Sam is living in London now and is very wealthy. His sisters, married or widowed, live in London too except for his youngest sister, Flor, who has just come for her season and to be chosen by a promising suitor. She seems at first unlikely to go for the run-of-the-mill ne’er-do-well, but young Elliott Evers, mercenary to the core, convinces her that he wants to marry her. In the meantime Sam accidentally runs into Viscount Darnish, a perfect specimen whom Sam has lusted after for years in the all-male floor of a brothel. Now Sam knows that Darnish is, like him, a lover of men. His lack of self-confidence keeps him from telling Darnish of their similarity. Darnish spends a painful period of time worrying about Sam, whether he will reveal his nature to others, and trying to understand why Sam is such a decent guy. That whole sequence is almost painful to behold. But Sam turns to Darnish, who is now his lover, when Evers elopes with Flor.

In the meantime an old buddy of Darnish’s, Michael Sills, sets Evers to blackmail Sam into no longer spending time with Darnish. In fact, he may not even talk to him. Sam cuts Darnish dead, breaking his heart quite thoroughly. But Darnish turns to Henry, Sam’s old schoolboy crush, to ask him to speak to Sam to find out what’s going on. Sam shows up in Henry’s house about twenty minutes later, and Henry and his partner figure out that they need to get these two together to find out what to do about Evers. The rest of this storyline is quite satisfying.

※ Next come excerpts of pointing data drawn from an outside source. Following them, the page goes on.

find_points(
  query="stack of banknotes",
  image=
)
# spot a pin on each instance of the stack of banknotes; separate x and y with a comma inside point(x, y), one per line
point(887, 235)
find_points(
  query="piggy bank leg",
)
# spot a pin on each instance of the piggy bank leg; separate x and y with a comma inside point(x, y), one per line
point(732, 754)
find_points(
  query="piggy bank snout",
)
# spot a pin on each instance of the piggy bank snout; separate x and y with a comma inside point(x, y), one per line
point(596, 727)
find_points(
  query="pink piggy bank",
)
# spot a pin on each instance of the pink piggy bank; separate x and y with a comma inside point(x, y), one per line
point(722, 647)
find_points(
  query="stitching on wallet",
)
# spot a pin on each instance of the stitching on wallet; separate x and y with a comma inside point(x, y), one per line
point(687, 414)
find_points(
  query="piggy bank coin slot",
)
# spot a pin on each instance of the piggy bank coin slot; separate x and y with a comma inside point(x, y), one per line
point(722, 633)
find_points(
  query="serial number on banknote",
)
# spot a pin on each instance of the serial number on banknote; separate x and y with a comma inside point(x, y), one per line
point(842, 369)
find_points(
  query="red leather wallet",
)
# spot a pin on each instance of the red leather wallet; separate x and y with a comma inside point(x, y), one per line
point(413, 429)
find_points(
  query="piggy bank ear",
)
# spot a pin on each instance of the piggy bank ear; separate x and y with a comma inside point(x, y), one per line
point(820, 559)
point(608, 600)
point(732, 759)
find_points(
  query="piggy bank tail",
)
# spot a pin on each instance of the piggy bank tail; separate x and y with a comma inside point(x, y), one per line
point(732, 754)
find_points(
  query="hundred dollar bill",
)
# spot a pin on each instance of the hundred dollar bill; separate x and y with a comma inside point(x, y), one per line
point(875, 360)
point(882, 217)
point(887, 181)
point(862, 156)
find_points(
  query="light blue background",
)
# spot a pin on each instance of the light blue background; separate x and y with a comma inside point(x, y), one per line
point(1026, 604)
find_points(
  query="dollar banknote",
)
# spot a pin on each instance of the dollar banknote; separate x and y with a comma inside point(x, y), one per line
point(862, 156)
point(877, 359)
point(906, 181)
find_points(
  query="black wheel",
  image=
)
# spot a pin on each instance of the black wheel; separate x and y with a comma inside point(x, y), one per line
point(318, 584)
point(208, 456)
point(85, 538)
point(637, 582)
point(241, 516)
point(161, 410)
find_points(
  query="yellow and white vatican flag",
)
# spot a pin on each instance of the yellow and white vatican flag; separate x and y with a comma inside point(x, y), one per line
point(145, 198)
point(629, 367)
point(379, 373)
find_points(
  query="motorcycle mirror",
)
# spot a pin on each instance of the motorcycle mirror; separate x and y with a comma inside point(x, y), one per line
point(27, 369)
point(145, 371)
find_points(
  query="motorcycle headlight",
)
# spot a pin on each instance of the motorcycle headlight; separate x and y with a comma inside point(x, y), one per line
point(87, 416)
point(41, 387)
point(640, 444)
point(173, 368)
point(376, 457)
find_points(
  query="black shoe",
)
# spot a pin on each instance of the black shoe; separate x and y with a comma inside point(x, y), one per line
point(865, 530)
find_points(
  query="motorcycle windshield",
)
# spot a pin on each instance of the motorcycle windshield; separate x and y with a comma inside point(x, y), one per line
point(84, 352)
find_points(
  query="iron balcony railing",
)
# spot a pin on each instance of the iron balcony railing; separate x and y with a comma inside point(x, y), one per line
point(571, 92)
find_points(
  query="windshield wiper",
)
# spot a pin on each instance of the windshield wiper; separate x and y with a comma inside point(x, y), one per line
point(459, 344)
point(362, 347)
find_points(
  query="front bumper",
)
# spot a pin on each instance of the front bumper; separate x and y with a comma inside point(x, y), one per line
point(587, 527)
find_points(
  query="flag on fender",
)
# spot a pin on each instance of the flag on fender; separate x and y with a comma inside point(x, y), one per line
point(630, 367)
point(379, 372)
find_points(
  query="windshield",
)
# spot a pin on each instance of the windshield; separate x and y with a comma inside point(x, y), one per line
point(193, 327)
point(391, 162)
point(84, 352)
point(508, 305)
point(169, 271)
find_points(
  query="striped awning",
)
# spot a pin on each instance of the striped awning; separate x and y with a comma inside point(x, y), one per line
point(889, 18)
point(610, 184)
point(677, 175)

The faults I found in this book have to do with how the story is plotted. At one point Henry, his lover, Sam, and Darnish all admit that they don’t know a lot of other gay men in London. This seems rather unlikely since at least two of them knew about the male floor at the brothel. The only reason for this bit of information is uncertain, perhaps only to keep the tale of Victorian Uranians to a minimum. The whole story with Evers has its weak points but is generally acceptable. I also just don’t understand the title.

This is the second volume of a two-volume set, the first book concerning Henry and his partner, but I hope there will be a third because there is just way too much mystery around Julian Garrett.